まあ、当時の僕は小学生ながら、変わる事のない日常というものに嫌気が差していた頃だったと言う事実から、それが当時の僕には恋と言う複雑怪奇な感情だとは思わなかった。それにその頃は恋とかそう言うものには全くもって理解がなかった為、単に自分の周りの変化に歓喜余ったのだと勝手に錯覚していたのだろう。とそう推測している。


「私の名前は豊島奏(としまかなで)と言います!お父さんのお仕事の都合でこちらへ転校してきました。東京の方には初めて来たのでわからないことが沢山あると思いますが、これからよろしくお願いします!」

と、ハキハキとした大きな声で決まり文句のような自己紹介を済ませた彼女は、先生に俺の席の隣が空いていると促された。


その瞬間僕はドギマギしてしまった。普段は冷静沈着で頭脳明晰タイプの人間として振舞ってきた僕もこの時ばかりは

「まさかこれが恋なのかな」

とか思ったりもしたがその憂いは瞬時によって当時の頭脳明晰な僕の思考により抹殺された。これはあれだ、そう今頃転校生が来たからには僕の身の回りに何か変化を起こしてくれるはずだと。そう信じて。


そして次の瞬間、彼女は僕の期待通りに奇妙な行動に出たのだ。こちらへ向ってきていたのだが、早足で再度引き返し、教卓の前に立つといきなりこんなことを口にした。


「すみません忘れていました!最後に皆さんに質問があります。
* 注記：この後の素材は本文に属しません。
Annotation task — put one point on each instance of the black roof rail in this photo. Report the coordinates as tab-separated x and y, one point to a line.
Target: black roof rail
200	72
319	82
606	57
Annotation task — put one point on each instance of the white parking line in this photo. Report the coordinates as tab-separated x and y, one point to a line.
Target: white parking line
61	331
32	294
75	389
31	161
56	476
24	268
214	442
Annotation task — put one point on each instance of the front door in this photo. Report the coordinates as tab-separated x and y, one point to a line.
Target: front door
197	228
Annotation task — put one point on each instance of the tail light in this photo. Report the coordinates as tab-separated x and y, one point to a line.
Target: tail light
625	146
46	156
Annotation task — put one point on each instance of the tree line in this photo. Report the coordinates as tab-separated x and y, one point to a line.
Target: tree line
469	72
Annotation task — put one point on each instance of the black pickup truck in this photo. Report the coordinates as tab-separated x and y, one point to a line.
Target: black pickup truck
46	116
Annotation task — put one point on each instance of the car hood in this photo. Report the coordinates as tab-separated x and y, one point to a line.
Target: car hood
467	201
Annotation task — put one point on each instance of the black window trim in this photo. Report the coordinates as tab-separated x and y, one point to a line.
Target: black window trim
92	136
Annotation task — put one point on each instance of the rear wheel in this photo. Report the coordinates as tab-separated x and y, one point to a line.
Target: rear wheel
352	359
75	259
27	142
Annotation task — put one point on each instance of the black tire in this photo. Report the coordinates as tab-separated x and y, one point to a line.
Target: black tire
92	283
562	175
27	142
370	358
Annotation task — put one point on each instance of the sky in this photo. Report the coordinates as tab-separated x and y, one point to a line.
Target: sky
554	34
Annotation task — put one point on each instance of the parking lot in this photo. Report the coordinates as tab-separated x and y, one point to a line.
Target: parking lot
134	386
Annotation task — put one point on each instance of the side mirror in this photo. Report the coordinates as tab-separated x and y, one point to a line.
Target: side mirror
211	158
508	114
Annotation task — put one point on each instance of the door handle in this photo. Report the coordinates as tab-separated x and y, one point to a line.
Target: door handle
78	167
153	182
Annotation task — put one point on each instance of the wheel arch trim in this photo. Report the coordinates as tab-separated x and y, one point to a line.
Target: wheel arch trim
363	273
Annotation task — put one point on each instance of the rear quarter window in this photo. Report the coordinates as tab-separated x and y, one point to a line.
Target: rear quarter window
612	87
」


彼女の理解の超えた行動に生徒達は動揺を隠し切れない様子でいるが、先生は

「静かにして豊島さんのお話を聞きましょうね~」

と甘い口調で言うと瞬時にざわめきがおさまった。

こういう所はまだ小学生の可愛いところなのだろう。

(まあ、俺もまだ小学生だったのだが。)


そんなことを思いつつ彼女に期待をしていると


豊島奏は一呼吸置いて真剣な表情でこんな事を言い放った。


「皆さんの 【世界の音色】は何ですか?」


そんな度重なる彼女の不可解な行動や言動に生徒達は皆、唖然としていて蝉の抜け殻の様な顔をしている。今回に限っては僕以外の先生を含めた全員が面を食らっていた。


数秒の静寂が流れた後に

先生は臨死体験から戻ってきた人間かの如く、ようやく現状を把握したのか


「じゃ、じゃあ奏ちゃんの言っていた【世界の音色 】の答えを各自、家で考えてくることにしましょう!」


と言って彼女を再び席へと促した。


まあ、僕はと言うと窓の外で体育の授業を受けている生徒達を観察しながら、遠い目で何かを探していた。そう簡単には彼女の答えは見つからないのだろうと悟りつつ、

「俺の【世界の音色】はどんなものなのかな…」

と他人には聞こえないほど小さな声で独り呟いていた。


…………


そして、俺は一日中その質問について熟考に熟考を重ねてみたが、所詮は下手の考え休むに似たり、小学生の思考だとこれといったまともな答えが出ることはなかった。

(小学生が馬鹿だと言っているのではない。寧ろ下手な大人達よりも遥かに優れた生き物だとそう認知している。)

結局、諦めがつかない僕は、彼女が言っていた即興について考えあぐねていたが放課後までには答えは出なかった。


放課後、僕は毎日の様に立ち寄っている世田谷区民会館へと向かっていた。世田谷区民会館には、僕が幼稚園の年中の頃からお世話になっている春乃姉が経営している児童館がある。

児童館自体は区民会館の二階に彼女の祖父母が区長に頼み込んで設立させたらしく、下は幼稚園生から上は高校生くらいまで言わば、子供達の憩いの場となっている。

春乃姉は俺の近所に住む僕よりも5歳年上であり、僕にとって憧れの存在だ。

看護系の大学に通いながらも彼女の祖父母から受け継いだ児童館を母親と共に経営している。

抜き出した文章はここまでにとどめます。